The award ceremony honoured Humboldt Professors for Artificial Intelligence (AI) for the first time. This programme line is part of the German government’s national AI Strategy. It targets leading international researchers whose work revolves around the exploration and uses of AI and its effects on society.
Aimee van Wynsberghe, who has held such a professorship at the University of Bonn for just under a year and a half, focuses on the ethics of artificial intelligence. The Sustainable AI Lab she leads is a space for excellent researchers from different fields to work, collaborate, and brainstorm about the environmental, social, and economic costs of designing, developing, and using AI across society. The questions to be explored span multiple disciplines and levels of analysis, for example: the normative rationale for the value of sustainability; the strength of the concept of sustainability; how to measure the environmental costs of AI; understanding the intergenerational impacts of AI; and inform public policy guidelines for the development of green, proportionate, and sustainable uses of AI.
“Backed by a strong team of researchers and also artists and knowledge partners, we are working to strengthen Germany as an excellence hub for research and awareness projects dedicated to the sustainability of AI,” Aimee van Wynsberghe said.
First Humboldt Professorships for Artificial Intelligence
“We need science and its worldwide collaboration in order to find solutions to the existential crises of our age and to make life more sustainable”, said Hans-Christian Pape, President of the Humboldt Foundation. Humboldt Professorships make this possible in the area of cutting-edge research. “With these professorships, Germany is investing not only in science – it is also investing in all our futures.”
Federal Minister of Education and Research Bettina Stark-Watzinger noted: “With this award we are strengthening research in Germany and are ensuring our ability to compete internationally. At the same time, we are expanding our technological sovereignty, which is of crucial importance in connection with, for example, artificial intelligence since we want to be a global player in this area. Our researchers and the experts in industry are particularly important for accomplishing this.” Stark-Watzinger continued, “I am therefore particularly pleased that we are also able to award the first Alexander von Humboldt Professorships for Artificial Intelligence this year. The recipients are among the best in this field worldwide. With these awards, we also want to further increase the number of AI professorships beyond the 100 that have been additionally created.”
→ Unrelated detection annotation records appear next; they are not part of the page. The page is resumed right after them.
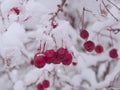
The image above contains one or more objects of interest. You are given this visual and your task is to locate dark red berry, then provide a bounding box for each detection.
[30,60,34,65]
[109,48,118,58]
[57,48,68,61]
[45,49,57,64]
[80,30,89,39]
[37,83,44,90]
[42,80,50,88]
[53,59,61,64]
[62,53,72,65]
[95,45,104,53]
[34,54,46,68]
[84,41,95,52]
[72,62,77,66]
[10,7,20,15]
[57,47,68,56]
The Alexander von Humboldt Professorships
The Humboldt Foundation awards up to ten Alexander von Humboldt Professorships every year to eminent researchers of all disciplines who have been working abroad to date. Alexander von Humboldt Professorships each come with €5 million in funding for individuals conducting experimental research and €3.5 million for researchers working in theoretical fields. In addition to the candidates’ outstanding scientific and academic qualifications, a deciding factor in the selection process are the concepts developed by the universities that will offer the researchers and their teams long-term career prospects in Germany. Alexander von Humboldt Professorships are financed by Germany’s Federal Ministry of Education and Research.